The PSOE will have spent twelve years in power at the City Hall of Las Palmas de Gran Canaria by the end of the current municipal term, in just over ten months. The capital of the archipelago is one of the two major cities in Spain under PSOE control; the other is Barcelona.
The arrival of Carolina Darias to the mayoralty was the result of a period in which the strategy of sending ministers as territorial candidates was still successful. Darias landed at the mayoralty coming from the Ministry of Health and managed to capitalize on her time in the Government, unlike what happened later, when neither Pilar Alegría nor María Jesús Montero succeeded.
The current left-wing majority in the archipelago’s capital is very tight, and that makes the result in May 2027 highly uncertain. The governance of the former minister has not been easy, and the instability and disputes among her partners have been and remain her biggest headache. In her favor is the indecision of the PP when it comes to naming its opponent.
“The current left-wing majority in the capital of the archipelago is very tight, and that makes the result in May 2027 highly uncertain”
After the municipal elections, in summer 2023, the governing team consisted of twelve Socialist councillors, two from Nueva Canarias and one from Unidas Sí Podemos. Fifteen seats against fourteen for the opposition promised a nail-biting term, but the departure of José Eduardo Ramírez from Nueva Canarias to found Primero Canarias has been another source of instability. Nueva Canarias, which holds the first deputy mayor’s post, led by Pedro Quevedo, demanded Ramírez’s exit from the Government Council, considering him a turncoat, but Darias refused, since doing so would have meant losing the majority.
The most recent poll, published by the newspaper Atlántico Hoy, places the PP and PSOE tied in a range of nine to ten councillors; Vox, on the rise, with five to six seats in the municipal plenary; Coalición Canaria, with the possibility of rising from one to two councillors; Nueva Canarias, with one to two councillors; while the new Primero Canarias party would enter the plenary, also achieving one to two seats. Unidas Sí Podemos, according to the poll, loses representation.
With these projections, everything is open, given that the PSOE and Nueva Canarias would not only have to reach their top band in the poll, but would also have to include Primero Canarias in the pact to continue governing, something difficult given their frontal confrontation with Nueva Canarias.
“Everything is open, given that the PSOE and Nueva Canarias would not only have to reach their top band in the poll, but they would also need to include Primero Canarias”

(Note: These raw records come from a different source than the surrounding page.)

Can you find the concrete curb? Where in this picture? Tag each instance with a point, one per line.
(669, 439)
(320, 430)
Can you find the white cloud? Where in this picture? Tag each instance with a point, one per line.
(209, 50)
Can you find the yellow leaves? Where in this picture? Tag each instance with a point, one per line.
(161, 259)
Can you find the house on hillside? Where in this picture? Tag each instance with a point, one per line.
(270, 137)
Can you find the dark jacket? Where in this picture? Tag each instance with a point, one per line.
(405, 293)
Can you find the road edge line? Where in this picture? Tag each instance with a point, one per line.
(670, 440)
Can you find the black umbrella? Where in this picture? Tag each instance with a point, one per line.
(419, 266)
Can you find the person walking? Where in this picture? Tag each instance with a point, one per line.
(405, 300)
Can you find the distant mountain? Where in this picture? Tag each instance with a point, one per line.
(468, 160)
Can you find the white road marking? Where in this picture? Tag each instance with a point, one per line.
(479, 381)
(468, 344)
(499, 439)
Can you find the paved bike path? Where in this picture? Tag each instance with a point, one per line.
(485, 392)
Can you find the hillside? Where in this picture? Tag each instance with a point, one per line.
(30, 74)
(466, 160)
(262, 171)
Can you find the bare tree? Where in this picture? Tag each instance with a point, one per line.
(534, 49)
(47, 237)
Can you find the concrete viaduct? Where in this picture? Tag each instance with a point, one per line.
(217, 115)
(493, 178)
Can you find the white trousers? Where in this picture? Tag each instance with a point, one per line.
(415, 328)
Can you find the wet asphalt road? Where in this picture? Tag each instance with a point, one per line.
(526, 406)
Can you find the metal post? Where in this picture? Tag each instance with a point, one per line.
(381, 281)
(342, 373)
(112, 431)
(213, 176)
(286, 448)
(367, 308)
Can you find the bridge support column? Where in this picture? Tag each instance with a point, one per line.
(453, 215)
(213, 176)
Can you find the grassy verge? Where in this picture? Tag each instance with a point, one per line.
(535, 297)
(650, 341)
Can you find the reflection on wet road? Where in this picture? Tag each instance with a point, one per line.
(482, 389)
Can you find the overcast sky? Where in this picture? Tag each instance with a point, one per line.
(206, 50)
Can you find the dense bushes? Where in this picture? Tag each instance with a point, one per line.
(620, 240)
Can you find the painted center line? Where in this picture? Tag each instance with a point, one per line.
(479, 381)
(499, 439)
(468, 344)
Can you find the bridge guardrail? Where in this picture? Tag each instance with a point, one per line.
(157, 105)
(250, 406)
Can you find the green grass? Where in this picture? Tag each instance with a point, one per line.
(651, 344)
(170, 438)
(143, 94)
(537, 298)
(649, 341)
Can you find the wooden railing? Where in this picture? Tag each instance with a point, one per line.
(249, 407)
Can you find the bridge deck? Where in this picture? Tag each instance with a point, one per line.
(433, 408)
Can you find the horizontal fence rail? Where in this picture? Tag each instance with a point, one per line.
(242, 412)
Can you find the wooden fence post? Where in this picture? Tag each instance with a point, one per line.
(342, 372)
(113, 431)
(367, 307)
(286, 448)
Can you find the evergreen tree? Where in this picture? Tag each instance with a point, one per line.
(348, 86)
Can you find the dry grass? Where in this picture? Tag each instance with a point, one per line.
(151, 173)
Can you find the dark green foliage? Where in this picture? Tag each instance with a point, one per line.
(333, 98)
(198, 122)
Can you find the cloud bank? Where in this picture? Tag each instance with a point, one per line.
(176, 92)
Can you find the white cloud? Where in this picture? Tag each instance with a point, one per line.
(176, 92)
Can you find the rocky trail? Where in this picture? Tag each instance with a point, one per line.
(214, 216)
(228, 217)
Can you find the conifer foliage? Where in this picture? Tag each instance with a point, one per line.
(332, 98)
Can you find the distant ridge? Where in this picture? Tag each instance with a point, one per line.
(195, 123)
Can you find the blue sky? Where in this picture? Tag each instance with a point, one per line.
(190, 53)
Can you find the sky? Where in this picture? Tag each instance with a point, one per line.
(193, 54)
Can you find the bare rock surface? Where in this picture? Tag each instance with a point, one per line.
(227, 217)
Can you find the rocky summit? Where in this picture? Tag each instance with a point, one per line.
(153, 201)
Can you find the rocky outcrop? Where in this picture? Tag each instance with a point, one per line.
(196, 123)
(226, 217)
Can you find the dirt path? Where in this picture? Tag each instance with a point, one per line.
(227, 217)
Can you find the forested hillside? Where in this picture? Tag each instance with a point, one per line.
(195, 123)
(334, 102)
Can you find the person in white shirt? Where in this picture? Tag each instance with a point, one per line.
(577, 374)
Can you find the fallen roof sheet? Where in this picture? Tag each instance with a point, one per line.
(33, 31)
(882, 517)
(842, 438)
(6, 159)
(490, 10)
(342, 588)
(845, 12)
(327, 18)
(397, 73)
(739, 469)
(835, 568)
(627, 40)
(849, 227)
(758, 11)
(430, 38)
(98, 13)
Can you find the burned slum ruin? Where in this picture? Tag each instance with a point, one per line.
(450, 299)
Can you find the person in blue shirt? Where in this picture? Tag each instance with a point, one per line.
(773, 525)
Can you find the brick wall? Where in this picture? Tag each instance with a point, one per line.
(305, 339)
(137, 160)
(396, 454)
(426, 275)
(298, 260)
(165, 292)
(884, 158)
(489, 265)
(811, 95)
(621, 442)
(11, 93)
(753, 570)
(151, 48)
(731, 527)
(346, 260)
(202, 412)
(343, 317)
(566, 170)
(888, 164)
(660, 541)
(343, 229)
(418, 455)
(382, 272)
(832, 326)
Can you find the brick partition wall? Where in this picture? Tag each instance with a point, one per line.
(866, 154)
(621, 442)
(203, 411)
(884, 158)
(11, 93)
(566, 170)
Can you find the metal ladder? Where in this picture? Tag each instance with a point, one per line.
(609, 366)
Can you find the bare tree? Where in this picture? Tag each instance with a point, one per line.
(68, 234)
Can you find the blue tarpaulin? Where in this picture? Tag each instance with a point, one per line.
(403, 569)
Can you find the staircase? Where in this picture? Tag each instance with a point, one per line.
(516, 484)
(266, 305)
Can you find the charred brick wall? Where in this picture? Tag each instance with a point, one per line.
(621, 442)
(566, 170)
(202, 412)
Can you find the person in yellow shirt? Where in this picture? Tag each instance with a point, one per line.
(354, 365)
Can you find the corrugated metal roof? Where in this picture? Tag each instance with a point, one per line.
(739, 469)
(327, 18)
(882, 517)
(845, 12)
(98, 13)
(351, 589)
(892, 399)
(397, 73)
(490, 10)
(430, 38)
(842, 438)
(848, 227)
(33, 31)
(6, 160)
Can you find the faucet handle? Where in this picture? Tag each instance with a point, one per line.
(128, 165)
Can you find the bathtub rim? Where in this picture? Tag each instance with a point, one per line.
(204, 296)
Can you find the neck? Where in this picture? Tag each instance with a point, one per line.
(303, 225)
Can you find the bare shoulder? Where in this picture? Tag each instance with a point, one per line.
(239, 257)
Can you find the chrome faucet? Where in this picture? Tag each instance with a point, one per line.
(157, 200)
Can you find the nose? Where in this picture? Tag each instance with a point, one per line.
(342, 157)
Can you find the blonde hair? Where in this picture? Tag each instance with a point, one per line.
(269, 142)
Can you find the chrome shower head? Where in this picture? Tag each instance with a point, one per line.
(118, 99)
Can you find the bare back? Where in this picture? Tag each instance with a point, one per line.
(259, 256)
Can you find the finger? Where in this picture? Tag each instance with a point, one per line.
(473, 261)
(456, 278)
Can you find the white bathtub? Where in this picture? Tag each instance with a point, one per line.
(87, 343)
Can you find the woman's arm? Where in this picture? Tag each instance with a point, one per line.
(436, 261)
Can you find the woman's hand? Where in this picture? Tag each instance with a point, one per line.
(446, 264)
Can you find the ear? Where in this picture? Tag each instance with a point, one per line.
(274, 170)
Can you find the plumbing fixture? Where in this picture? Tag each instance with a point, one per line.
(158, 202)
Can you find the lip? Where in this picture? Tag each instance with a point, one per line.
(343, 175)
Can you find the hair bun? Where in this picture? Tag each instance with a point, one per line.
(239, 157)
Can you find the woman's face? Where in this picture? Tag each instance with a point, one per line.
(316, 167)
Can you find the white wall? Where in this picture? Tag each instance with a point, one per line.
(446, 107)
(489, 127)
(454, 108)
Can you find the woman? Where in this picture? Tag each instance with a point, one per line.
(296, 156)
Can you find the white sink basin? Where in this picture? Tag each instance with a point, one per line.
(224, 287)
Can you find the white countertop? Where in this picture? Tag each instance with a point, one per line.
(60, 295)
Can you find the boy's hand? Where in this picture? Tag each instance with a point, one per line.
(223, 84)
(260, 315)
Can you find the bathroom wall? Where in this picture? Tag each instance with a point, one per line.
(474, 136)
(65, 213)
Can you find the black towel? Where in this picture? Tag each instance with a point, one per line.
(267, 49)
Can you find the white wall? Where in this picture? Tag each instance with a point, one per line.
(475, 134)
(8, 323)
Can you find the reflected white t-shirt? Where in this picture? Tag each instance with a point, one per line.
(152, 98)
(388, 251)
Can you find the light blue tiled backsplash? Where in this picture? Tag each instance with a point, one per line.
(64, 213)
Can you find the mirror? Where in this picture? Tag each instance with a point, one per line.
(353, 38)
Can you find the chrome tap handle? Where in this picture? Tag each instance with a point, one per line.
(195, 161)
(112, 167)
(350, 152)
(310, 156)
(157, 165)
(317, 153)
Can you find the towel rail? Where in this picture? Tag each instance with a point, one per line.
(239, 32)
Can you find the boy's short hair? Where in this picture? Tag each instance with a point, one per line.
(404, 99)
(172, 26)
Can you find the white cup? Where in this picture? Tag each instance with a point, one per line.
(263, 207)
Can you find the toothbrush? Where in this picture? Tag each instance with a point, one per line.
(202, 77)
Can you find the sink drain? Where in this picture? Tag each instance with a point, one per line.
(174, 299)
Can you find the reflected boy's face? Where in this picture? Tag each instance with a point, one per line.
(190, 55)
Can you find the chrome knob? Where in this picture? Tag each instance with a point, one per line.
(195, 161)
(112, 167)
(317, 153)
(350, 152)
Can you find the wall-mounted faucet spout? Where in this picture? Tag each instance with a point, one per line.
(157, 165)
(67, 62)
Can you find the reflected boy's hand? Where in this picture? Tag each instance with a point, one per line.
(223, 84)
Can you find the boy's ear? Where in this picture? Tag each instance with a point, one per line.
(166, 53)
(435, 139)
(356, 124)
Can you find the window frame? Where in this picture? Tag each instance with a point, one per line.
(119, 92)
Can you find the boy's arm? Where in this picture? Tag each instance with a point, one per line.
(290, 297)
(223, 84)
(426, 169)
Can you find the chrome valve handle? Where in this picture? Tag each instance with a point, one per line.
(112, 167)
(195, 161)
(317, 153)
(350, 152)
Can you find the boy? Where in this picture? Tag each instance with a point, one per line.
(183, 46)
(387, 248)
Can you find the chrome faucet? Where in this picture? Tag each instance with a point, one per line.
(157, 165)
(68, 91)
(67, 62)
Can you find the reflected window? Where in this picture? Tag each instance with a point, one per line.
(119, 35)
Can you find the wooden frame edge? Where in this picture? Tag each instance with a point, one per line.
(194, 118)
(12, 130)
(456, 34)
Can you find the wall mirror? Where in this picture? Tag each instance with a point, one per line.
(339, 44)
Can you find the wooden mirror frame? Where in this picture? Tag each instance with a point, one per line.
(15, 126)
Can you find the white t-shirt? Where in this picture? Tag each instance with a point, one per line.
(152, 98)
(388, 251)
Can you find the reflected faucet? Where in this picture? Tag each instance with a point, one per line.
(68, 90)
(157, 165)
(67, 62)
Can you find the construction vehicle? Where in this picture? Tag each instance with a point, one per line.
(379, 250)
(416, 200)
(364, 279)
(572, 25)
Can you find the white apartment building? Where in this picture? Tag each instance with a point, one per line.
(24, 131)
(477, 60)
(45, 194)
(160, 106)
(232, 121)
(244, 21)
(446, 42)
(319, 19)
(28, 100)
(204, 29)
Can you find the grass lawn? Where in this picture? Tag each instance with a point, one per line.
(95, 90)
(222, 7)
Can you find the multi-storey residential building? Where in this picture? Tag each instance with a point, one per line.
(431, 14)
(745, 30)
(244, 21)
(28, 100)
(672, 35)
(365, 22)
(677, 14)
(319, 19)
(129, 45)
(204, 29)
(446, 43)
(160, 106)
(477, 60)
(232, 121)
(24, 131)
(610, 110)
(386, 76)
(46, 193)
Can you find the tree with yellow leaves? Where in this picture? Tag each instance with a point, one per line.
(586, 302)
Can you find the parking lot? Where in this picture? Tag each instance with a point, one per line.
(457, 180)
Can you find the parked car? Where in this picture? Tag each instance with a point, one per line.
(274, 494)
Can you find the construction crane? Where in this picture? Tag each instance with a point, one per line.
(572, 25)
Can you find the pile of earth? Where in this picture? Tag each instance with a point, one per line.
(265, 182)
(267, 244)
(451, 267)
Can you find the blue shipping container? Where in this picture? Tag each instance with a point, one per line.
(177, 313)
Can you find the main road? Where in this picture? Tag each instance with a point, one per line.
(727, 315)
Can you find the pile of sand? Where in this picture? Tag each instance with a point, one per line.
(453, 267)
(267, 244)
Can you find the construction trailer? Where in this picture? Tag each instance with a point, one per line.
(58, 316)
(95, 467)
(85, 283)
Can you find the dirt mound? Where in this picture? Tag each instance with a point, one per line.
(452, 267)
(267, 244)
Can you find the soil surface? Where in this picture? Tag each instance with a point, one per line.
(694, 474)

For its part, the opposition would suffice with staying at the lower end of the poll range, but it has a Achilles heel in the indecision of the PP about who will be its candidate. The conservatives have seen in the mayoralty the former minister Soria and Pepa Luzardo, and have not wielded power since the days of Juan José Cardona, mayor from 2011 to 2015. Now they debate among several options: Ángel Sabroso, Deputy Councillor of Physical Activity and Sports; Matilde Asián, Councillor of Finance and EU Relations; and Poli Suárez, Councillor of Education and former mayor of Moya from 2011 to 2019. The only thing clear in the PP is that the current spokesperson at City Hall, Jimena Delgado, will not repeat as candidate. She is valued for her watchdog work, but she is not seen as a candidate.
In addition to the clashes among her partners, Darias has had to deal with the Valka case, which in November 2025 led to the resignation of her councillor Inmaculada Medina for embezzlement of public funds, irregular contracts in parks and gardens and influence peddling.
Las Palmas will in May 2027 be a barometer of the real possibilities that another minister sent to reconquer territory, Ángel Víctor Torres, can win the presidency of the Canary Islands Government. Without a Socialist victory in Las Palmas city, the Torres operation is doomed to fail.